Bulan Ramadhan memang selalu dinanti- nanti oleh masyarakat Indonesia. Bulan suci ini, dapat menjadi momentum untuk berkumpul, bersedekah, beribadah, dan berdoa.
Berbagai macam kegiatan dilakukan umat manusia dalam menyambut bulan suci ini. Di indonesia, banyak tradisi- tradisi yang dilakukan oleh warganya. Namun, bulan ramadhan tahun ini sedikit berbeda dengan tahun lalu. Saat ini, kita harus menjalankan ramadhan di tengah wabah berbahaya yang penyebarannya begitu cepat.

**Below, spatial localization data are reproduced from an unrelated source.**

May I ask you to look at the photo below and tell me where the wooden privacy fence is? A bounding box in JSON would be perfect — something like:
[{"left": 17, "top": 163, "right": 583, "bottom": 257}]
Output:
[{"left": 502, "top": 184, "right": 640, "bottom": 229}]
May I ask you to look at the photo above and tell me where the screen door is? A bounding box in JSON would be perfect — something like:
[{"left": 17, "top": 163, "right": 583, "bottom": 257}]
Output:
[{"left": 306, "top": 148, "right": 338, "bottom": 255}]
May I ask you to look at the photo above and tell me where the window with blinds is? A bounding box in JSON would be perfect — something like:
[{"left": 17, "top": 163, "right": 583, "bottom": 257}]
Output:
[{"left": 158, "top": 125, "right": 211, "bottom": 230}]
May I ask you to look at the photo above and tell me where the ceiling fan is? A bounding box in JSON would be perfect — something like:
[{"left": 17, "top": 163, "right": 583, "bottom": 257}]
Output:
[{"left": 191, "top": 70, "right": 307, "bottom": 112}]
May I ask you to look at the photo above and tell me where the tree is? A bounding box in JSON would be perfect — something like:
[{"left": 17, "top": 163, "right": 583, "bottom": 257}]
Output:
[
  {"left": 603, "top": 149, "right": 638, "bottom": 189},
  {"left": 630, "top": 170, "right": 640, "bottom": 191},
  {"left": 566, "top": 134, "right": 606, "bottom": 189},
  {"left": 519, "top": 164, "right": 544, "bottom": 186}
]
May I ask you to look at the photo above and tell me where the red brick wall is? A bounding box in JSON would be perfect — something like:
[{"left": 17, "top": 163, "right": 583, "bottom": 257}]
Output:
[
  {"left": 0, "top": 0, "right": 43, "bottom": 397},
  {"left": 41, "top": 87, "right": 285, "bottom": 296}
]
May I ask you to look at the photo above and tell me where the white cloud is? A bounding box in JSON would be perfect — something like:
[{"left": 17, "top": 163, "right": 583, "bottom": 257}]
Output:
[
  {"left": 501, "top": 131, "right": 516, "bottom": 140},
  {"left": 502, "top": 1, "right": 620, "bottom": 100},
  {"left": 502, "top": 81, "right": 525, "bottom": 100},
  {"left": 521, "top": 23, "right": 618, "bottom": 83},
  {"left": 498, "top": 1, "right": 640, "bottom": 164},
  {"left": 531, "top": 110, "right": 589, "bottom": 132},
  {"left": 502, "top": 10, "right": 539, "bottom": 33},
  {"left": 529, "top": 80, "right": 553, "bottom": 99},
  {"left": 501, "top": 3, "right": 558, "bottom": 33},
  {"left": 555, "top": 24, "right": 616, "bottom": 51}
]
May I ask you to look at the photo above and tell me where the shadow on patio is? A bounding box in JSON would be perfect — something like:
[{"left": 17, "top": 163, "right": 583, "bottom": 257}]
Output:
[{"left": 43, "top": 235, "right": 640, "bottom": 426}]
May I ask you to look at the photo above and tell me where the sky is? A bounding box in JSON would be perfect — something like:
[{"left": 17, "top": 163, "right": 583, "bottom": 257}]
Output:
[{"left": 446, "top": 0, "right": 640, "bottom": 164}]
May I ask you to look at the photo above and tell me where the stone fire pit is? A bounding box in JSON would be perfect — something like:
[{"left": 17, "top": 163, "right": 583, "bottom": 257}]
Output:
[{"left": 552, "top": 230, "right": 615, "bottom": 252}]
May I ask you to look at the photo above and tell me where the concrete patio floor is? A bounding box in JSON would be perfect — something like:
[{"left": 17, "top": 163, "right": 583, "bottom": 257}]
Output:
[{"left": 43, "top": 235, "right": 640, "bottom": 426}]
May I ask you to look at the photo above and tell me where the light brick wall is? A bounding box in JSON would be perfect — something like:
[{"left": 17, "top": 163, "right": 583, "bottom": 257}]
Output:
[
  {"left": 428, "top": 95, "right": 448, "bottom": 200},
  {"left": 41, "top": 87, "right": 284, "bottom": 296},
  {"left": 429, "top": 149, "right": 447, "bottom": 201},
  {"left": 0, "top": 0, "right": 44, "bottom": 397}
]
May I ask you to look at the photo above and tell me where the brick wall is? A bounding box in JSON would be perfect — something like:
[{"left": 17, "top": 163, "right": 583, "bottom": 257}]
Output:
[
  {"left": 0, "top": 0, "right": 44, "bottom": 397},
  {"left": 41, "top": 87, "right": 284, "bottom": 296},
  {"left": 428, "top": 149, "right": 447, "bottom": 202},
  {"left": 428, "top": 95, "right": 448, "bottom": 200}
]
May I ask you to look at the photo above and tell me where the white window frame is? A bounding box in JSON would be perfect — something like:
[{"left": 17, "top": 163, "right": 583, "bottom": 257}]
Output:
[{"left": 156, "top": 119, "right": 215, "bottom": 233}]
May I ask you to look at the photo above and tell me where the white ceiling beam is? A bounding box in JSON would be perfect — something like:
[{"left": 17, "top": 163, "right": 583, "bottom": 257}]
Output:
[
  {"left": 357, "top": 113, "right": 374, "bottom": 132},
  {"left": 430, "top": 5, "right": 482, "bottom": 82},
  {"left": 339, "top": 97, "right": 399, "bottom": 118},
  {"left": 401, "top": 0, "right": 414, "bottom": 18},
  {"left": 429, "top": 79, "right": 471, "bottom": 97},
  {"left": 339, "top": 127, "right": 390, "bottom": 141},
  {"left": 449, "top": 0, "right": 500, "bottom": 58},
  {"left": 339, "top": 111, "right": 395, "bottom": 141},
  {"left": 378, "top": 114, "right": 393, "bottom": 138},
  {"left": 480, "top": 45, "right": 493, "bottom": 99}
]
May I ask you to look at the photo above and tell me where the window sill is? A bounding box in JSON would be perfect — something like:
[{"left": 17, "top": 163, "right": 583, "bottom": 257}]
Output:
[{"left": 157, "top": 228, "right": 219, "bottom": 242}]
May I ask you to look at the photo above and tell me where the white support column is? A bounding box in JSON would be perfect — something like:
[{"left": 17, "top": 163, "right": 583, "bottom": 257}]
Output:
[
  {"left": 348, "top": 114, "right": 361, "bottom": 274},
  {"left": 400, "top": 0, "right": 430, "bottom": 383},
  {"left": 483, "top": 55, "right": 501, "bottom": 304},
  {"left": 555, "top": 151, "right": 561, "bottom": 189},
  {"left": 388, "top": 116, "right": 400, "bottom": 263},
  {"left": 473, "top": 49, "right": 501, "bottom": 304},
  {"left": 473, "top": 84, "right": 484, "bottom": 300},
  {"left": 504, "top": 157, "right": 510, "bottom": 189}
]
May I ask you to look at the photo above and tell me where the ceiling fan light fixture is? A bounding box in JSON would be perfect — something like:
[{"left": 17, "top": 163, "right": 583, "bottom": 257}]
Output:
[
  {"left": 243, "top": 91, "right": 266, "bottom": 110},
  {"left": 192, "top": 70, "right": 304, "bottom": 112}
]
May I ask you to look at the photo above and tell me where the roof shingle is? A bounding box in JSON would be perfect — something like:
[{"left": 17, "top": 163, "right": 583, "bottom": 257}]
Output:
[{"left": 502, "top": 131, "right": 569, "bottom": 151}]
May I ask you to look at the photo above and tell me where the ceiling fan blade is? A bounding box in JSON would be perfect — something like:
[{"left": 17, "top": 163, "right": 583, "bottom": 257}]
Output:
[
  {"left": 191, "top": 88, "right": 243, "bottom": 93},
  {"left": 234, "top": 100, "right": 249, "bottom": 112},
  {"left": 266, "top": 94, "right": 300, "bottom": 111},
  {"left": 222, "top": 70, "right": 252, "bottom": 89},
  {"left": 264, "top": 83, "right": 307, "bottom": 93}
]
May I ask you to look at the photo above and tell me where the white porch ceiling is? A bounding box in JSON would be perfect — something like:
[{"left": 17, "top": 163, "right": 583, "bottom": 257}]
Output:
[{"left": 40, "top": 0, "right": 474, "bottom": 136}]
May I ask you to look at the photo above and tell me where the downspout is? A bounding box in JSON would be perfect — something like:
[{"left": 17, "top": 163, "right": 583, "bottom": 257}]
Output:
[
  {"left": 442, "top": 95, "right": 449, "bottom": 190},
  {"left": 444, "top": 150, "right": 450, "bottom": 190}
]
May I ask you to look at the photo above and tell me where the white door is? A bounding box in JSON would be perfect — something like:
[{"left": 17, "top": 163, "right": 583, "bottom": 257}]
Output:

Apalagi ditambah dengan kebijakan Pembatasan Sosial Berskala Besar (PSBB) di beberapa daerah. Hal tersebut membuat banyak kegiatan dilakukan dalam keterbatasan. Walaupun bulan suci ramadhan kedatangan wabah berbahaya ini, tak membuat umat muslim melupakan tradisi- tradisi dalam menyambut bulan yang penuh berkah ini.
“Nyekar”
Sudah tidak asing bukan dengan kata “nyekar”. Nyekar bisa disebut juga dengan istilah ziarah Menjelang bulan ramadhan, tradisi ini memang sering dilakukan oleh umat muslim di Indonesia. Nyekar berarti berziarah ke makam keluarga. Tradisi ini biasanya digunakan untuk mendoakan kerabat yang telah tiada. Tak hanya berdoa, momen ini juga bermanfaat untuk merawat dan membersihkan makam.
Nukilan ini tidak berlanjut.